Anyway, Madonna never rang – in fact I’m still waiting for that call. But I had heard that she would often let one of the lucky hoi polloi who she allowed into her presence such as deliverymen and room service people like myself to ask her a question, which she would answer. I thought that was pretty cool and democratic of her, even though the queries were probably either fatuous, unoriginal or dumb. So I had my question ready:
“As you may or may not know, Madonna, even though 99.999% of all the CO2 we have ever exhaled has been absorbed by the oceans and the plants and made into sugars (which is known as thermocatalytic CO2 hyrdrogenation), it is mathematically certain that every breath I take contains a few molecules that were once inside your, from what I’ve read, very desirable vagina. Whaddaya think of them apples, Madge?”
Never got the chance to pose it, but if you’re reading this, Material Girl, I’d still really like to hear your thoughts…
On my way back home the next morning, I was bone tired and just wanted to crawl into bed. But when I came out of the side street service entrance I just happened to see a former, beloved, entangling and unconsummated flame getting out of her car in front of the hotel, and handing the keys to my buddy Ryan, the valet, who I played squash with once a week in the basement courts at the University Club, where his Princeton grad dad had a membership. I sidled up behind the passenger side c-pillar, and grabbed her suitcase from him. I put my finger to my lips to tell him to be quiet, and I started to follow her into the hotel, carrying her baggage, as it were.
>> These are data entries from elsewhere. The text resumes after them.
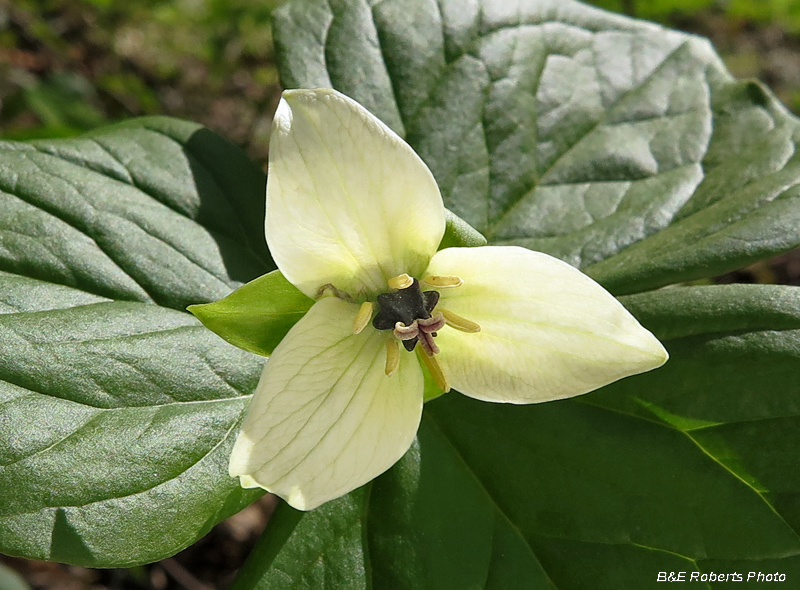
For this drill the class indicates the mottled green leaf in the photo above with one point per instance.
(118, 413)
(614, 144)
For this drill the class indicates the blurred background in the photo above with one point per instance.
(67, 66)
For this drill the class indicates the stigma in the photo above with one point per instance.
(414, 317)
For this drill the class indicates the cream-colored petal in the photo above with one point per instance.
(547, 331)
(325, 418)
(349, 203)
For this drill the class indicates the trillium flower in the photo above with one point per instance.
(353, 220)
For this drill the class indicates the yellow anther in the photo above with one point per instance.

My head was bursting with landslides and poetry: “What maidens loth?/What mad pursuit? What struggle to escape?/What pipes and timbrels? What wild ecstasy?” Pulse crescendoing in anguished, throbbing suspense. As she got to the front door, which was revolving, she glanced back to make sure luggage guy was tagging along behind her like a donkey on a rope, and then looked back again, as her momentum carried her into the glassy whirl. She went all the way around and then stepped resolutely out. We were suddenly and almost theatrically face-to-face, staring into each other’s surprised eyes.